Last 6 Months in, I’m sorry, 15 Minutes?
|Reflection on the Mid-Year Retreat|
Some of the things I’ve been thinking about lately include my faith life, what my plans for after Franciscan Outreach Volunteers include, my discernment for my vocation (married or religious life), my relationships, or lack there of, with guests, and being caught up in Netflix dramas or Broadway productions or PBS Masterpiece Classics. I don’t imagine myself a real contemplative, or exceedingly reflective, but I do find that I ask myself many questions throughout the day, on any one of the aforementioned topics, but also on little things that may just as easily slip my mind. Those are always the best.

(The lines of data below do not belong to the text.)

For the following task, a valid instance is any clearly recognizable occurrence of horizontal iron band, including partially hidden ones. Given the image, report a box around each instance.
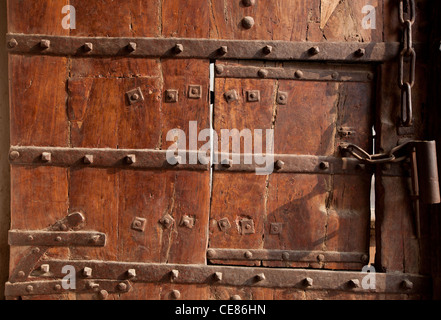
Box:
[8,230,106,247]
[5,280,131,297]
[216,64,374,82]
[31,260,431,293]
[9,147,209,171]
[207,249,369,265]
[6,33,400,62]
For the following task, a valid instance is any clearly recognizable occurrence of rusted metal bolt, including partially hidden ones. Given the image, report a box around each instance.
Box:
[125,154,136,164]
[117,282,127,291]
[8,39,18,49]
[40,39,51,49]
[355,48,366,57]
[98,290,109,300]
[262,46,273,55]
[41,152,52,162]
[401,279,413,290]
[170,290,181,300]
[348,279,360,289]
[170,270,179,280]
[127,269,136,279]
[207,249,216,259]
[320,161,329,170]
[294,70,303,79]
[173,43,184,54]
[274,160,285,170]
[126,42,136,52]
[309,46,320,55]
[83,42,93,52]
[9,151,20,160]
[219,46,228,55]
[254,273,266,282]
[82,267,92,278]
[257,69,268,78]
[242,0,256,7]
[242,16,254,29]
[83,154,93,164]
[213,272,223,282]
[303,278,314,287]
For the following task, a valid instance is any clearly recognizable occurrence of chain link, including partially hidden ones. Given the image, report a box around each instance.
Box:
[398,0,416,127]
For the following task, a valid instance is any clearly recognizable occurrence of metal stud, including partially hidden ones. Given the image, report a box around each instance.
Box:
[242,16,254,29]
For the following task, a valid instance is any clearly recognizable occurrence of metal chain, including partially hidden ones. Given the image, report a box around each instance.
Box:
[398,0,416,127]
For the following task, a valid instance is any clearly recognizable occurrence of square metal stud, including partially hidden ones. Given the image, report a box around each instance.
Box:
[132,217,147,232]
[277,91,288,105]
[188,85,202,99]
[270,223,283,235]
[218,218,231,231]
[240,219,255,234]
[126,88,144,105]
[165,89,179,103]
[247,90,260,102]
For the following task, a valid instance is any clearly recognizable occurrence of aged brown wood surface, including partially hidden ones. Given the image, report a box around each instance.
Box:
[8,0,429,300]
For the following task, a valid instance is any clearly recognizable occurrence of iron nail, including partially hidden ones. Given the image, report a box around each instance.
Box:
[41,152,52,162]
[348,279,360,288]
[170,290,181,300]
[262,46,273,55]
[303,278,314,287]
[309,46,320,55]
[83,154,93,164]
[40,39,51,49]
[213,272,223,281]
[242,16,254,29]
[9,151,20,160]
[83,42,93,52]
[98,290,109,300]
[126,42,137,52]
[294,70,303,79]
[8,39,18,49]
[173,43,184,54]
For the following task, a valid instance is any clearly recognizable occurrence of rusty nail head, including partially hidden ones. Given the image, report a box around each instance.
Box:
[83,154,93,164]
[170,270,179,280]
[262,46,273,55]
[242,0,256,7]
[173,43,184,54]
[41,152,52,162]
[40,264,50,273]
[40,39,51,49]
[348,279,360,288]
[257,69,268,78]
[294,70,303,79]
[127,269,136,279]
[255,273,266,282]
[213,272,223,281]
[83,42,93,52]
[401,279,413,290]
[98,290,109,300]
[8,39,18,49]
[246,90,260,102]
[82,267,92,278]
[117,282,127,291]
[9,151,20,160]
[126,42,136,52]
[170,290,181,300]
[242,16,254,29]
[309,46,320,55]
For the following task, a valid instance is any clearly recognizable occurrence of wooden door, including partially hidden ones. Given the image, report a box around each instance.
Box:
[6,0,431,300]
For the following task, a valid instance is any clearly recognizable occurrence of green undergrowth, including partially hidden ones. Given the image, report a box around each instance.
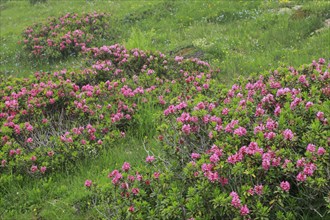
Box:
[0,0,330,82]
[0,137,157,219]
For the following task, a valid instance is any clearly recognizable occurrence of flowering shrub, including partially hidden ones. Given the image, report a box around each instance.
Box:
[0,45,210,180]
[84,59,330,219]
[23,12,111,59]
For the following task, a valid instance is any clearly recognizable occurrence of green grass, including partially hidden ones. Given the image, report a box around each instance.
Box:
[0,138,157,219]
[0,0,330,219]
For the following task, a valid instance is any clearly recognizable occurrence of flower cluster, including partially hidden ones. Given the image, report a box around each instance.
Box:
[84,57,330,219]
[22,12,110,59]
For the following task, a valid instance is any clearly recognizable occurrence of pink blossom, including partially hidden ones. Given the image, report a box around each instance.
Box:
[240,205,250,216]
[306,144,315,153]
[317,147,326,156]
[206,172,219,183]
[283,129,294,141]
[40,166,47,173]
[85,180,92,188]
[132,188,140,195]
[1,160,7,167]
[234,127,246,137]
[316,111,324,120]
[191,153,201,160]
[121,162,131,172]
[280,181,290,192]
[31,165,38,173]
[16,148,21,155]
[182,124,191,135]
[154,172,160,179]
[26,138,33,143]
[128,206,134,212]
[210,154,220,163]
[296,172,306,182]
[254,185,263,195]
[221,108,229,115]
[146,156,155,163]
[305,102,314,109]
[230,192,241,208]
[47,151,54,157]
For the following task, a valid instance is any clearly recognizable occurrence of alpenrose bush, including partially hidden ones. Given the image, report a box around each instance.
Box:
[85,59,330,219]
[22,12,111,60]
[0,44,212,180]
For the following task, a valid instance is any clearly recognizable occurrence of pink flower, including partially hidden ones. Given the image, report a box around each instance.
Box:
[210,154,220,163]
[31,165,38,173]
[1,160,7,167]
[26,138,33,143]
[240,205,250,216]
[121,162,131,172]
[316,112,324,120]
[191,153,201,160]
[154,172,160,179]
[283,129,293,141]
[296,173,306,182]
[254,185,263,195]
[231,196,241,208]
[234,127,246,137]
[9,150,16,157]
[132,188,140,195]
[146,156,155,163]
[40,166,47,173]
[16,148,21,155]
[306,144,315,153]
[128,206,134,212]
[182,124,191,135]
[280,181,290,192]
[85,180,92,188]
[317,147,326,156]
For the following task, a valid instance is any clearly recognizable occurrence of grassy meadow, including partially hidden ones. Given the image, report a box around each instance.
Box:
[0,0,330,219]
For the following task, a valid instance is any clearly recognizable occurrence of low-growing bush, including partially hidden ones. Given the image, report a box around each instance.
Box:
[0,45,210,181]
[85,59,330,219]
[22,12,113,60]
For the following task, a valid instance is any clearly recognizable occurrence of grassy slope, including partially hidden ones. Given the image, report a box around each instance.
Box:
[0,0,330,219]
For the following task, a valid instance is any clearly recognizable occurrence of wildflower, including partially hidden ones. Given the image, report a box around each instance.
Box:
[40,166,47,173]
[132,188,140,195]
[280,181,290,192]
[240,205,250,216]
[283,129,294,141]
[306,144,315,153]
[254,185,263,195]
[182,124,191,135]
[121,162,131,172]
[85,180,92,188]
[1,160,7,167]
[146,156,155,163]
[296,172,306,182]
[31,165,38,173]
[210,154,220,163]
[128,206,134,212]
[154,172,160,179]
[317,147,326,156]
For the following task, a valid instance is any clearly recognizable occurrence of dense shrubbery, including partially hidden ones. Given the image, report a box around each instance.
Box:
[22,12,111,60]
[0,11,330,219]
[0,45,209,179]
[85,59,330,219]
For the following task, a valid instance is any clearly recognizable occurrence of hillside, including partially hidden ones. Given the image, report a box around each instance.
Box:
[0,0,330,219]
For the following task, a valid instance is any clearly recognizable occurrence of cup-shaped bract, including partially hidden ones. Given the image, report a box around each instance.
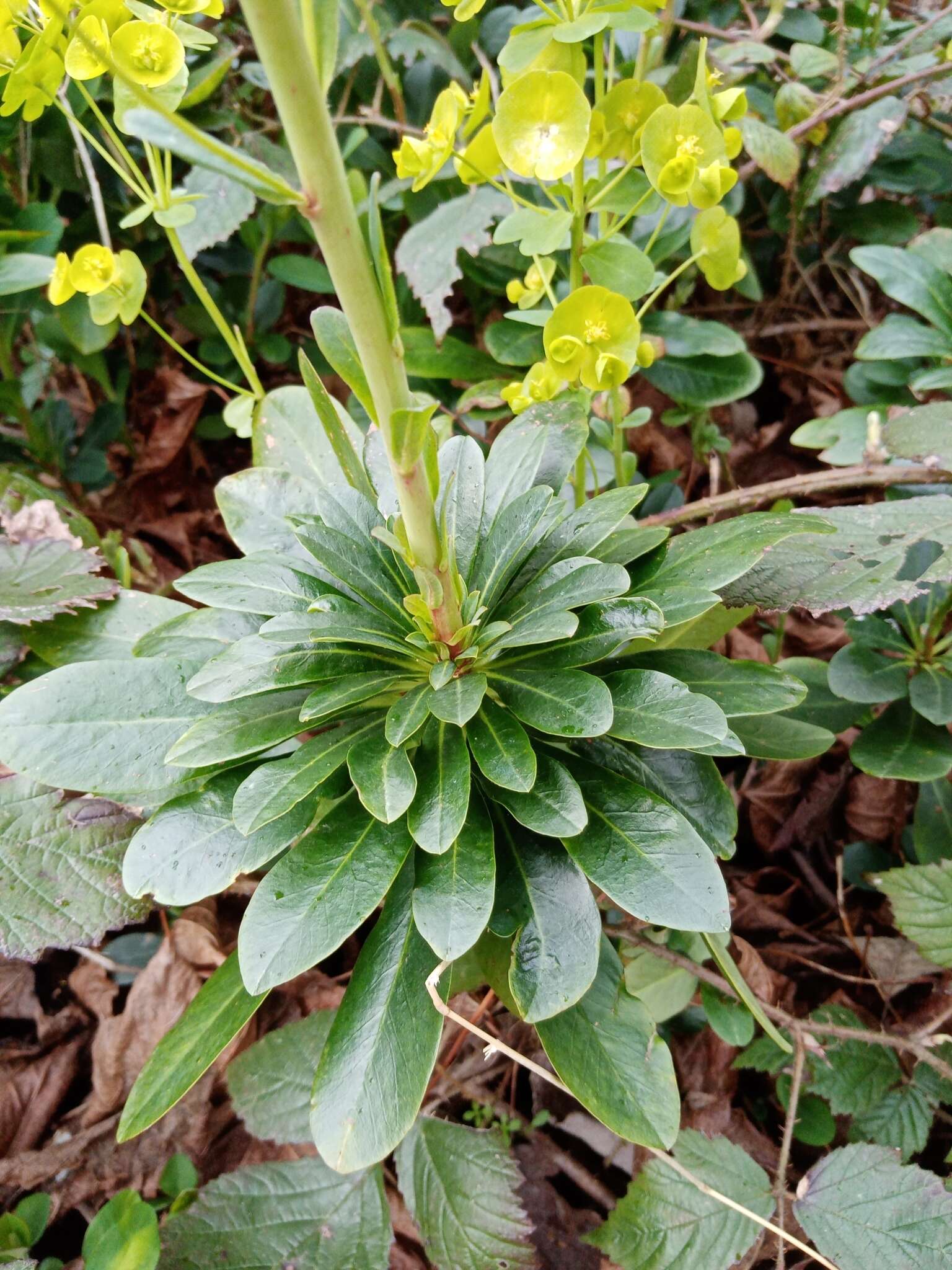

As a whole, our community recently finished our Mid-Year Retreat. You know how at retreats you spend “X” amount of time reflecting on “X” subject and how it influenced you or brought you here today? Mine came soon after arriving to our snow-globe of a retreat site (it was lovely: outside of the city, trees surrounding the building, squirrels frantically digging at tree feet). We were supposed to reflect on the previous six months of our lives, how we feel/felt, how we’ve grown, then create some artistic representation of the last six months…?! Six months is a very long time to reflect over a 10-15 min time frame, and I’m not exactly one to keep my mind from wandering. *At this point I would like to concede that this was, in fact, one of my favorite parts of the retreat, and I greatly value opportunities such as this.*
|Sara & Kristen cooking for the community|
So, I closed my eyes and rested my forehead over my hands and just sat there, face down, letting my mind kind of do its meandering in and out of the prompt. I’d like to say a flood of thoughts came rushing to my memory, all in a neat, tidy, and chronological fashion and they were all so wonderful to recall, but let’s be serious…that’s not what happened. Again, six months of memories is a lot! It was a blur, a melting pot of leaving my hot and humid college town in Texas, driving 17ish hours in a Clampett-mobile (90 year old grandma included), meeting 12 new roommates, starting work the day after arriving, the smell of burning a 60 serving pot of pasta, and the endless amount of yogurt to sort boils over in my memory. Hundreds of new faces, hundreds of new names, oodles upon oddles of facial expressions. The image that kept coming to the forefront of my mind, the clearest image I could assemble, was a sincere smile on a man who regularly walks through the doors of the Marquard Center soup kitchen. That was it. I mean, not it, but it was probably the most poignant. Why? Why that smile on that face on that man? I never had a particularly deep connection with him. I’ve seen many smiles through the doors of the Marquard Center. I’ve chatted with him, but also with others on numerous occasions, so what makes this image so memorable?
I realized that what I was remembering was a little thing that could just as easily slip my mind. But it wasn’t the smile. I got to see happiness. No, it was much more than that. I got to witness a deep, true, and totally joy-filled moment. It was sincere, unafraid, and unembarrassed. Why did he smile in such a manner? The reason seems trivial, but it’s actually quite endearing. He asked me to play some songs on YouTube that he thought I should hear, that he would educate me on music history. We talked about groups and songs that I know because of my parents, like “Carry on My Wayward Son” by Kansas, my mom’s class song in high school, or “Shambala” by three Dog Night, a group my dad educated me about when I was in high school. I’m slowly beginning to understand why it has impacted me the way it did. See, when I was describing my art project to my community on our retreat, I began to feel my throat constrict as tears gathered. Unexplainable at the time, but the more I think about it, the more clear my emotions become.
I understood the joy I felt based on something that reminds me of people I love dearly, with whom I already share a deep connection. Rather, I was able to make a sincere connection with another human being based on a simple, common interest, one that he valued and cared enough about to share with me. I never imagined sharing something as easy as music would be so…emotional. I don’t know what exactly was going through the man’s mind or heart throughout the entire interaction, so I feel almost one-sided on this subject, but I just cannot let myself believe I saw anything other than joy in his smile. I wish I could see more of them. I wish I could make more of them. Until the time when true joy covers the faces of every person on this earth, I’m happy to get a glimpse of it when I can.